Indonesian Journal of Mathematics and Natural Sciences
Vol. 47 No. 2 (2024): Volume 47 Nomor 2 Tahun 2024

Peningkatan Hiperparameter Framework Deep Learning VGG-16 untuk Pendeteksian Tumor Otak pada Teknologi MRI

Alamsyah, Alamsyah (Unknown)
Aulia, Ahmad Bagas Aditya Ilham (Unknown)



Article Info

Publish Date
17 Oct 2024

Abstract

Detection of human brain tumors through medical images still has limitations, so an accurate method is needed. This study aims to improve the ability of the modified VGG-16 model through hyperparameter adjustment in detecting human brain tumor MRI images. The dataset used comes from the Brain MRI Tumor Dataset on Kaggle, with four categories of brain tumors.

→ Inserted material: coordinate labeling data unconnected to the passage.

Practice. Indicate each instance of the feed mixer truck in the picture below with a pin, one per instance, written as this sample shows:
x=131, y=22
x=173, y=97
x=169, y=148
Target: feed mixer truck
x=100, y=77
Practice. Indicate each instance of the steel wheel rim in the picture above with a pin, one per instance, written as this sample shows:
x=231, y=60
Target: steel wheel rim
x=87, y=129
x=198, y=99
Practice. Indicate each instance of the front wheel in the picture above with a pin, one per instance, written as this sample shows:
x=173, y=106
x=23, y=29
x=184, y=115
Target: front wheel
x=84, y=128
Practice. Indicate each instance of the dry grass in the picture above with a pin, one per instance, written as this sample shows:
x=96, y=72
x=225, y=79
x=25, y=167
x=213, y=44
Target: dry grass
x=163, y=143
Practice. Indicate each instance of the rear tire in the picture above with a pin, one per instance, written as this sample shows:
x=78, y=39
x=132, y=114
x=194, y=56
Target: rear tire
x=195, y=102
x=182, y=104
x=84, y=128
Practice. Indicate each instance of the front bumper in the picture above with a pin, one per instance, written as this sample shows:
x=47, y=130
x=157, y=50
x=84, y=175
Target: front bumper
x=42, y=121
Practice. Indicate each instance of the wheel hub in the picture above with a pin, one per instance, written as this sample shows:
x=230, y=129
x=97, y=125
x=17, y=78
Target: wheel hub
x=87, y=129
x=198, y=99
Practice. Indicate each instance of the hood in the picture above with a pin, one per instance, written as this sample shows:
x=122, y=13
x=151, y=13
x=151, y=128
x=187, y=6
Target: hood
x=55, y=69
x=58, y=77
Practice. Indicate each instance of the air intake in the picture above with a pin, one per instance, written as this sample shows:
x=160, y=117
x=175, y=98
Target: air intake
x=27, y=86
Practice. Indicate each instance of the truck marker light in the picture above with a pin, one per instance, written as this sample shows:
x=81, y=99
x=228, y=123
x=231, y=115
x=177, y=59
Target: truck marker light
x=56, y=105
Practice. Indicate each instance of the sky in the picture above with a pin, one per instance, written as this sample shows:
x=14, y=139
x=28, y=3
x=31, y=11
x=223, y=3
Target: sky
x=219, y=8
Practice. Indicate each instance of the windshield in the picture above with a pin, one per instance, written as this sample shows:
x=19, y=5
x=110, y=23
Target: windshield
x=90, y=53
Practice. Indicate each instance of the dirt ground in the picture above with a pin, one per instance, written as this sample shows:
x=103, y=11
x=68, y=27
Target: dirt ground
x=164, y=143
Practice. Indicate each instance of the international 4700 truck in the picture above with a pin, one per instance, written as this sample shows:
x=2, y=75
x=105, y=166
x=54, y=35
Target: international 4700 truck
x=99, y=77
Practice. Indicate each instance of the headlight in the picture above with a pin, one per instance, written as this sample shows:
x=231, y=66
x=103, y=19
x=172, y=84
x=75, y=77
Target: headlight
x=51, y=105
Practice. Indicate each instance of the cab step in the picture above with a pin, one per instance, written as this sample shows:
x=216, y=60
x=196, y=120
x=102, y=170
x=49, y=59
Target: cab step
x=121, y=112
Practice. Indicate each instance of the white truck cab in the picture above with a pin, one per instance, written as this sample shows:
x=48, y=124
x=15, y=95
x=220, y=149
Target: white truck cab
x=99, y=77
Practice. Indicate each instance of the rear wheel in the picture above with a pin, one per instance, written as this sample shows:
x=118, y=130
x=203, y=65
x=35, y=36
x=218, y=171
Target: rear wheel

The VGG-16 model was adjusted to improve accuracy, adjust brightness and contrast in data augmentation, and add a classification layer. Hyperparameters set include learning rate, batch size, epoch, and optimizer. The results showed an accuracy of 95.63%, precision 95.69%, recall 95.58%, and F1 score 95.57%. The applied model shows potential in improving the accuracy and efficiency of brain tumor diagnosis using MRI technology. Thus, the modification of the VGG-16 model in this study provides improved performance in brain tumor MRI image detection compared to previous studies.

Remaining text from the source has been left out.